Do You Need to Switch Antidepressants? Your Brainwaves Can Tell
It’s estimated that in the US alone, 16.2 million adults or 7 percent of American adults suffer from depression (also known as major depression disorder or MDD) or have had at least one major depressive episode each year.
By T. Chakraborty, Ph.D.
The most common method of treatment is the use of antidepressants, normally Selective Serotonin Reuptake Inhibitors (SSRI’s), like Prozac and Fluoxetine. These drugs take weeks or months to show any effect in the body and in 50% of the cases, they need to be changed by the doctor as they don’t work. This uncertainty can lead patients to further depths of depression and thus a treatment therapy is mandated. Recently, scientists have discovered that by measuring brainwaves produced during rapid eye movement (REM) sleep, they can predict whether a patient suffering from depression will respond to a particular treatment type. This huge breakthrough will now enable patients to switch to a new treatment within a week rather than being in the dark for weeks and months, not knowing the outcome of their current medication.
A trial led by Dr. Thorsten Mikoteit, from the University of Basel, conducted a randomized trial to use brain waves to predict the success of antidepressant measured by the standard Hamilton Depression Rating Scale. This study mainly aimed to see a reduction in symptoms of depression by 50%. A total of 37 patients with major depression were enrolled for the study. All the patients were treated with antidepressants but 22 of the patients had their details given to the psychiatrist in charge of treatment. All the patients had their brainwaves measured during REM sleep and the doctors in charge interpreted the brainwaves to see if the antidepressants were working. As determined by the brainwaves, the patients who were unlikely to show improvements were switched to other treatments. After 5 weeks post-treatment, 87.5% of patients had an improved response, whereas only 20% in the control group showed improvement.
Thorsten Mikoteit added that “This is a pilot study, but it shows fairly significant improvements. We have shown that by predicting the non-response to antidepressants, we were able to adapt the treatment strategy more or less immediately: this enables us to significantly shorten the average duration between the start of antidepressant treatment and response, which is vital especially for seriously depressed patients. It needs to be repeated with a larger group of patients to ensure that the results are consistent. Patients need to be in a situation where their REM sleep can be monitored, which requires more care than just giving the pill and waiting to see what happens. This means that the treatment monitoring will be more expensive, although we anticipate that it will be offset by giving the right treatment much earlier. We are working on ways of streamlining this. It does mean that we may be able to treat the most at-risk patients, for example, those at risk of suicide, much quicker than we can currently do. If this is confirmed to be effective, it will save lives”.

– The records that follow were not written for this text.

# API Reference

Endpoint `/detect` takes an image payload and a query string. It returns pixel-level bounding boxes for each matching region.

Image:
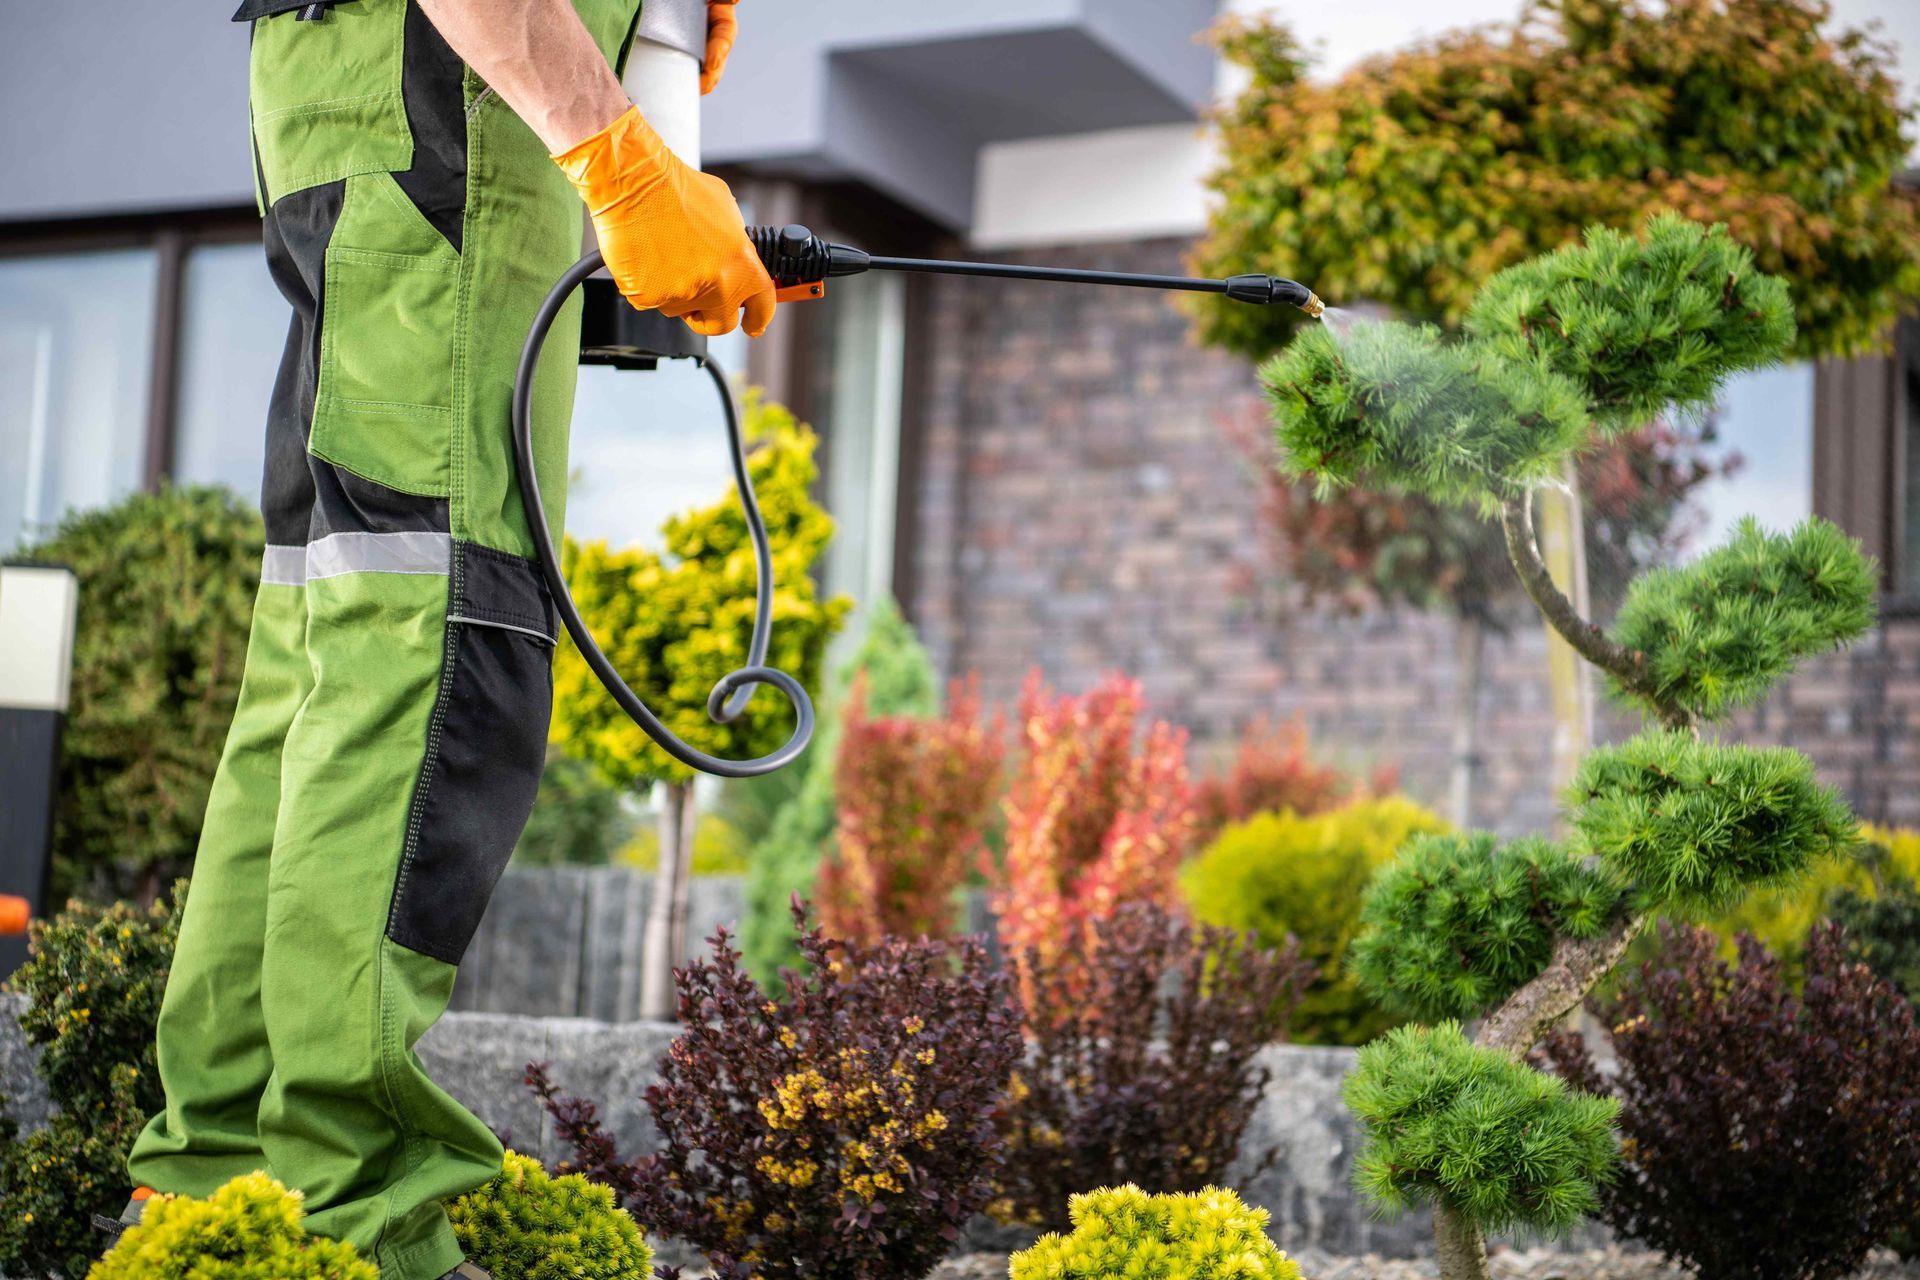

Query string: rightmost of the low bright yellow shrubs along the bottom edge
[1006,1186,1300,1280]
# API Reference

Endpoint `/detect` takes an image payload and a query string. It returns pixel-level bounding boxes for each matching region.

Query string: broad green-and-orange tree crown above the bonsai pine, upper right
[1194,0,1920,359]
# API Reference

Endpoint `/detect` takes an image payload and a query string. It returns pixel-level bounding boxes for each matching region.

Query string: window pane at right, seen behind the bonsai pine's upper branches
[1686,365,1812,555]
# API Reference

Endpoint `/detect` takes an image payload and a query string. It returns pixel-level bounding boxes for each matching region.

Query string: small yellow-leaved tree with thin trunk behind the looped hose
[553,395,849,1019]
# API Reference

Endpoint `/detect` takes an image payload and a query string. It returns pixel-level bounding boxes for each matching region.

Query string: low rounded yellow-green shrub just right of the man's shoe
[447,1151,653,1280]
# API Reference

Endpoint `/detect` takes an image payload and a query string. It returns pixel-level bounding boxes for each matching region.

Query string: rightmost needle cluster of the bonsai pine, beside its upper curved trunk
[1611,518,1878,720]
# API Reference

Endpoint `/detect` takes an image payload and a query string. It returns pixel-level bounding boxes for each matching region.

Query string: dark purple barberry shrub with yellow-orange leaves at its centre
[630,902,1021,1280]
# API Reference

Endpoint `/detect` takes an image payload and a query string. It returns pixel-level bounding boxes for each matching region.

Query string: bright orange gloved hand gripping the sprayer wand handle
[553,107,774,338]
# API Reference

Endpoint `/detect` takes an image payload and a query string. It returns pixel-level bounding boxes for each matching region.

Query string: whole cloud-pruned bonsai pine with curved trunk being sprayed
[1261,215,1876,1280]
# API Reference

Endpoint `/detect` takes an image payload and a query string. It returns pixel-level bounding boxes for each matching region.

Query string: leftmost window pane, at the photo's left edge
[0,249,159,549]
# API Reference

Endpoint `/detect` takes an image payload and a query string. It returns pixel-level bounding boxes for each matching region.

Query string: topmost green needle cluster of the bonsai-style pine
[1467,213,1793,432]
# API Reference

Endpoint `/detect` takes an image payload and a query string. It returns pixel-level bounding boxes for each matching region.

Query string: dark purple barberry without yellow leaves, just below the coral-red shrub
[991,902,1313,1230]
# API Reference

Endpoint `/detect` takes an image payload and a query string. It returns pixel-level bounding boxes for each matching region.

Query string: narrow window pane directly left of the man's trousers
[173,244,292,503]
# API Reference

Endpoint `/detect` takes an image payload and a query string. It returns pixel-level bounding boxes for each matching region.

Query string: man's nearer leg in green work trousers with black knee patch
[236,0,636,1280]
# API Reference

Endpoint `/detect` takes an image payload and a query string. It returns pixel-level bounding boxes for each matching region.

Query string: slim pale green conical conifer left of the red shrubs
[728,597,941,983]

Although not involved in this study, Professor Catherine Harmer from the University of Oxford and ECNP Executive Committee member commented that “Most of the time, patients need to wait for around 4 weeks before they can tell if they are responding to a particular antidepressant or not. This is a hugely disabling and lengthy process and often a different treatment then needs to be started. The study results presented by Mikoteit are interesting and suggest that it may be possible to tell if a treatment is working much more quickly—even after a week of treatment—by using a physiological measure of response (REM sleeping pattern). If this is replicated in larger, blinded study then it would have enormous implications for the future treatment of individuals with depression”.